Prunella vulgaris , gemeinhin Selbstheilungspflanze genannt, ist eine robuste krautige Pflanze, die für ihre entzündungshemmenden und immunstärkenden Eigenschaften geschätzt wird. Als Mitglied der Familie der Lippenblütler (Lamiaceae) gedeiht sie in gemäßigten Klimazonen und ist zu einer beliebten Wahl für Zier- und Heilgärten geworden.
Mit einem breiten heimischen Verbreitungsgebiet in der gesamten nördlichen Hemisphäre und Anpassungsfähigkeit an die USDA-Zonen 4–9 ist Self-heal einfach anzubauen und kann mit seinem robusten Wurzelsystem sogar zur Stabilisierung des Bodens beitragen.
Selbstheilung kommt auf der gesamten Nordhalbkugel ganz natürlich vor. Es wurde in Australien und Neuseeland eingeschleppt, wo es invasiv werden kann, wenn es nicht bekämpft wird. Im Garten wächst es am besten in voller Sonne bis Halbschatten und bevorzugt gut durchlässige, leicht alkalische Böden (pH 6,0–7,5).
Pflanzen Sie die Samen im zeitigen Frühjahr oder im Herbst in einem Abstand von 15 bis 23 cm. Verwenden Sie eine Saatgut-Startermischung und bedecken Sie sie leicht mit Erde. Für eine schnellere Etablierung pflanzen Sie gesunde Sämlinge in vorbereitete Beete um.
Bringen Sie die Sämlinge an einen neuen Standort, sobald sie robust genug sind, um den Transplantationsschock zu überstehen. Gießen Sie sofort nach dem Pflanzen und halten Sie den Boden gleichmäßig feucht, bis sich die Wurzeln vollständig gebildet haben.
Sammeln Sie im Spätsommer Samen von reifen Samenköpfen. Lagern Sie sie bis zur Aussaat an einem kühlen, trockenen Ort. Pflanzen Sie die Samen in einer Tiefe von 0,6 cm ein und gießen Sie sie vorsichtig.
Graben Sie im Frühjahr reife Horste vorsichtig aus und teilen Sie sie in Abschnitte. Pflanzen Sie jeden Teil im Abstand von 6 bis 9 Zoll neu ein und achten Sie darauf, dass jeder Teil über ein gesundes Wurzelsystem verfügt.

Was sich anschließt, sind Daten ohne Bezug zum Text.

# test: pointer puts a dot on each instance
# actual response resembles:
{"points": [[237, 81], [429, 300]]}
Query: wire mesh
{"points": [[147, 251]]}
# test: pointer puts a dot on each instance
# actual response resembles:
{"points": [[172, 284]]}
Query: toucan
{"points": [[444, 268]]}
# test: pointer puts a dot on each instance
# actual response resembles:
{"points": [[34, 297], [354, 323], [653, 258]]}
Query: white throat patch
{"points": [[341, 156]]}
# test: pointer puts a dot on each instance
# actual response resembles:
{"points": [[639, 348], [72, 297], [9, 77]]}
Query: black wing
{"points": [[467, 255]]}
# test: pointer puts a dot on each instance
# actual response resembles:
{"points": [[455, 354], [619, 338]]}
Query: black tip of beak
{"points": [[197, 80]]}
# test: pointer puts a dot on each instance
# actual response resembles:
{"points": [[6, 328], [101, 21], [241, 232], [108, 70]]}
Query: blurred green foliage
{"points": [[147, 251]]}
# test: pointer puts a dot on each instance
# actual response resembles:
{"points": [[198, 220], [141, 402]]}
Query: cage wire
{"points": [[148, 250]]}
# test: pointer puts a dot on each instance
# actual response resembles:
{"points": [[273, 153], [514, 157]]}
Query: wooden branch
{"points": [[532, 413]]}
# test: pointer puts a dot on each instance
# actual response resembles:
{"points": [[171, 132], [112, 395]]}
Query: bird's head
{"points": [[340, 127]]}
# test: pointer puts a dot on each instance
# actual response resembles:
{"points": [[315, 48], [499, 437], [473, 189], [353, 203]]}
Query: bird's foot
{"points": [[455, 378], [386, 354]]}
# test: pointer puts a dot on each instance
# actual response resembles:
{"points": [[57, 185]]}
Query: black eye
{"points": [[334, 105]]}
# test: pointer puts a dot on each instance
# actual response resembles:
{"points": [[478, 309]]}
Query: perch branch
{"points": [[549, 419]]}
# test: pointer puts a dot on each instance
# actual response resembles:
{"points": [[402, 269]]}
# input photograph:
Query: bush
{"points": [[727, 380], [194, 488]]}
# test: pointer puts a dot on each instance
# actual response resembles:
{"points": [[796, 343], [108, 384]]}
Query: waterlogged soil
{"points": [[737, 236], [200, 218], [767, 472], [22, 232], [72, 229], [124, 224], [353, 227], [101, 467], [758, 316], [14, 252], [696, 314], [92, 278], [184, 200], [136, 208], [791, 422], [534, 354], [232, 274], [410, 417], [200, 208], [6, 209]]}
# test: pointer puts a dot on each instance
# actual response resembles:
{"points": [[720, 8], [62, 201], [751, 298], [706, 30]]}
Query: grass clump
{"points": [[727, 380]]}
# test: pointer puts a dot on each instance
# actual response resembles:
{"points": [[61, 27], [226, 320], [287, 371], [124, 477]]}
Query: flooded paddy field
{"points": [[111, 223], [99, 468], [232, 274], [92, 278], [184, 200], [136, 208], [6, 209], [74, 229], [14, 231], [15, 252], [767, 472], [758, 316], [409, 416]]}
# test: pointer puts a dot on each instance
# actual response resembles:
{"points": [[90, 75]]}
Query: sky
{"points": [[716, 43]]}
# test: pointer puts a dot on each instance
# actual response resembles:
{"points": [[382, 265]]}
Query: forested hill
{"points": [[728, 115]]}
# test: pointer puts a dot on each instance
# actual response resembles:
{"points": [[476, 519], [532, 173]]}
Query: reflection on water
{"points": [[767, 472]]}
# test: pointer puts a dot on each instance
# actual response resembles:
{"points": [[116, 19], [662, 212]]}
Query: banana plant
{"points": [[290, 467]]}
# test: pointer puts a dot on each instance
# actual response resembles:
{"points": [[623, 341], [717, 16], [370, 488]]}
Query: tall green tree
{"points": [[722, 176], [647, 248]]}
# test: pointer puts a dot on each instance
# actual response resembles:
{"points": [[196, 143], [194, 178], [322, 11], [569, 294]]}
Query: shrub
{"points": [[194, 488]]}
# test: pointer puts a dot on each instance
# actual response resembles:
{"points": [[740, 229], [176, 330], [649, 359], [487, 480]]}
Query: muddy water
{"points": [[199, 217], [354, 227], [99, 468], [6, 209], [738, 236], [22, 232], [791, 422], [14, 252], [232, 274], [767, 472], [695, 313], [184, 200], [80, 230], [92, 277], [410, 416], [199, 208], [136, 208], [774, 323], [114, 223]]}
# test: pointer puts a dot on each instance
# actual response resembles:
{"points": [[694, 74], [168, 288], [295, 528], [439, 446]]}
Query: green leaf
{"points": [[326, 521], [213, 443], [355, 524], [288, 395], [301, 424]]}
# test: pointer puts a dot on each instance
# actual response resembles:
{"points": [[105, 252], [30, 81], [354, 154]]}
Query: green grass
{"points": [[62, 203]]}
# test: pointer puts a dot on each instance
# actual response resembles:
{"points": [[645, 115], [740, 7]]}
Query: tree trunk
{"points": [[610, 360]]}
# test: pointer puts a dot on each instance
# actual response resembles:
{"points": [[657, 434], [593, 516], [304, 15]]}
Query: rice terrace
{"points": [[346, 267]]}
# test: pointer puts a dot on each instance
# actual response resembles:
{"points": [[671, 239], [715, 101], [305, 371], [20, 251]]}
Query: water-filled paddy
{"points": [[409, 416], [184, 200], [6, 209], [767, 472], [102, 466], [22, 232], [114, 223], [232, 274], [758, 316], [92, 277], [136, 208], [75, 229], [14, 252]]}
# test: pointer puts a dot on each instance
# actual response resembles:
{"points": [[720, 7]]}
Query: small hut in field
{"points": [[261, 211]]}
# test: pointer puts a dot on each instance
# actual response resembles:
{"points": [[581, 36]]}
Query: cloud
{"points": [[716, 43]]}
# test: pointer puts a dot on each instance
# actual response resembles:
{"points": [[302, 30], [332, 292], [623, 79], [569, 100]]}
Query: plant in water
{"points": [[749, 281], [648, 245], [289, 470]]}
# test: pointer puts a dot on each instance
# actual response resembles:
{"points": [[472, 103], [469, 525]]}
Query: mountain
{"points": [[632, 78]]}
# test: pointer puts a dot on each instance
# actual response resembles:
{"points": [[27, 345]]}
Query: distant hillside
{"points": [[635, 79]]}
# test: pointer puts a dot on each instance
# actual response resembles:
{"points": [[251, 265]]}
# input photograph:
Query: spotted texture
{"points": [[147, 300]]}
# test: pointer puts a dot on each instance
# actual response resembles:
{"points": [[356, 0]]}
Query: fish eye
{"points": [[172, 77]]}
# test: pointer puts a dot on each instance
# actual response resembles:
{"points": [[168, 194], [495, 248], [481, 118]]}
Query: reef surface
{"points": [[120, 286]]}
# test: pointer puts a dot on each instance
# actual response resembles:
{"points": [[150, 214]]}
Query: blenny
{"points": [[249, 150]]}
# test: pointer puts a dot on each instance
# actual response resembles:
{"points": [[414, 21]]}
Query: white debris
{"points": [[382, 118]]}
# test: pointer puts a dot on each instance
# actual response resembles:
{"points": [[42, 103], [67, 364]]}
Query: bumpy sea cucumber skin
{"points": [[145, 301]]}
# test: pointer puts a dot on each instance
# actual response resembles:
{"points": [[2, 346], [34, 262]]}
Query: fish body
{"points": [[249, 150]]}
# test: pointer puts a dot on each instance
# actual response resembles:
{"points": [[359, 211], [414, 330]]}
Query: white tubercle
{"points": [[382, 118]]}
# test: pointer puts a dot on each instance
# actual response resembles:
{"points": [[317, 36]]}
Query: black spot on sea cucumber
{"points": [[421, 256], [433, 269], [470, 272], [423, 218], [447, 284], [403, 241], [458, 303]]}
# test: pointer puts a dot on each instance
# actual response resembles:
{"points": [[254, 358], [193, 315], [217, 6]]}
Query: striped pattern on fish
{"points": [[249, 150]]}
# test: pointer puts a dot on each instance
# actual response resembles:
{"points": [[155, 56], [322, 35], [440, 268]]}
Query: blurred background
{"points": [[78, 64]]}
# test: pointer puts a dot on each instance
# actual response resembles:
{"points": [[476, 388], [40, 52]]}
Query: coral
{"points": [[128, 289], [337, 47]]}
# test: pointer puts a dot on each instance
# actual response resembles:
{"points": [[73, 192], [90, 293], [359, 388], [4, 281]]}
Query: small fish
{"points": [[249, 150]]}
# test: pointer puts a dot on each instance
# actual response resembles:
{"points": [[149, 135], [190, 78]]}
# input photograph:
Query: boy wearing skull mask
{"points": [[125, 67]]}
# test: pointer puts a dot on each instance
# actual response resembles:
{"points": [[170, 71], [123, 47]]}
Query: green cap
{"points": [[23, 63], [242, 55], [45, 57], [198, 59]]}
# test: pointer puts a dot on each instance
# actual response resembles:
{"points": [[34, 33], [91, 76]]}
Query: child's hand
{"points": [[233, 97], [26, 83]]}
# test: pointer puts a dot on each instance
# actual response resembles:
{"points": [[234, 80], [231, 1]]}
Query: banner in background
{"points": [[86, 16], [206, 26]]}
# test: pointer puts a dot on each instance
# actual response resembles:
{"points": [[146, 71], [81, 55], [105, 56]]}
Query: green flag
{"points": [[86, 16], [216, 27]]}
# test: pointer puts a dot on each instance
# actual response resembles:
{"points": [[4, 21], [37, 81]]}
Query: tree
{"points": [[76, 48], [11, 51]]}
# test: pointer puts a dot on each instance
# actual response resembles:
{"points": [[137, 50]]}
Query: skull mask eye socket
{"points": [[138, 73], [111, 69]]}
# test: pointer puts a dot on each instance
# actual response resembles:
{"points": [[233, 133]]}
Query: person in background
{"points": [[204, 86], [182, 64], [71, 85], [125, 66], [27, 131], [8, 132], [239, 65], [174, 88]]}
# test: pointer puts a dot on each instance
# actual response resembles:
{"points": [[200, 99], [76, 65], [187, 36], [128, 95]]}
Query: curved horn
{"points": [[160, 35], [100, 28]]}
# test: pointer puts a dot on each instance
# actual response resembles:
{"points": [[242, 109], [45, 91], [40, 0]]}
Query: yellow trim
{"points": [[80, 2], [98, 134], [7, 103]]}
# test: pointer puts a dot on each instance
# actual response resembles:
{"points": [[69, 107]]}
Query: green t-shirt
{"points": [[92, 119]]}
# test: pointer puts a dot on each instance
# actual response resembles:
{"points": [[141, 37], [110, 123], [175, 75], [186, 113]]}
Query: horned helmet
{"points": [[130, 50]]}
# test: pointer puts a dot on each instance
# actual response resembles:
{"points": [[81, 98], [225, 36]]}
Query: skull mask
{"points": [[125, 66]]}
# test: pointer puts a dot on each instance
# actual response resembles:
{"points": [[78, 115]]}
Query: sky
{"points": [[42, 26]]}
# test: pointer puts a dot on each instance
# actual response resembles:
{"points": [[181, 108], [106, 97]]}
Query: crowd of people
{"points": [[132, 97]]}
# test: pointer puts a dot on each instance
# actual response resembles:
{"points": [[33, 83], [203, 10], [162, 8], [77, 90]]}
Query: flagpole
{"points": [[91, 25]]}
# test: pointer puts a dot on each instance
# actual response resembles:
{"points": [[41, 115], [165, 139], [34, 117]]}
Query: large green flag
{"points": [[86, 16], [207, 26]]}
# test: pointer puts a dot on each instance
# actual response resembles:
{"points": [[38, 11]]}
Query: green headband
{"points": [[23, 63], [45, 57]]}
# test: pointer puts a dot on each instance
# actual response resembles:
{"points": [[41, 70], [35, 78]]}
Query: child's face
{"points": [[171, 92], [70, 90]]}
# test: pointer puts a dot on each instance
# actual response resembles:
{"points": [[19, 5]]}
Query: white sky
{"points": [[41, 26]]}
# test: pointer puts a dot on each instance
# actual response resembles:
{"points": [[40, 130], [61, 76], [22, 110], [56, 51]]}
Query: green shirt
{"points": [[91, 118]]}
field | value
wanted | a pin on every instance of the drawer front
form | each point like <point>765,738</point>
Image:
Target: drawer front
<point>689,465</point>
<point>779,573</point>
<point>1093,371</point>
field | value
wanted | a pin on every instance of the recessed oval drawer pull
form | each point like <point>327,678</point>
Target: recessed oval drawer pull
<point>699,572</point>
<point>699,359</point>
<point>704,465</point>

Sorgen Sie für 4–6 Stunden direktes Sonnenlicht pro Tag. Bieten Sie in heißen Klimazonen nachmittags Schatten an, um ein Verbrennen der Blätter zu verhindern.
Gießen Sie regelmäßig, insbesondere während Trockenperioden. Einmal etabliert, verträgt die Selbstheilungspflanze leichte Trockenheit, bevorzugt aber feuchte Böden.
Entscheiden Sie sich für lehmigen, gut durchlässigen Boden, angereichert mit Kompost. Vermeiden Sie schweren Lehm, der zu Staunässe und Wurzelfäule führen kann.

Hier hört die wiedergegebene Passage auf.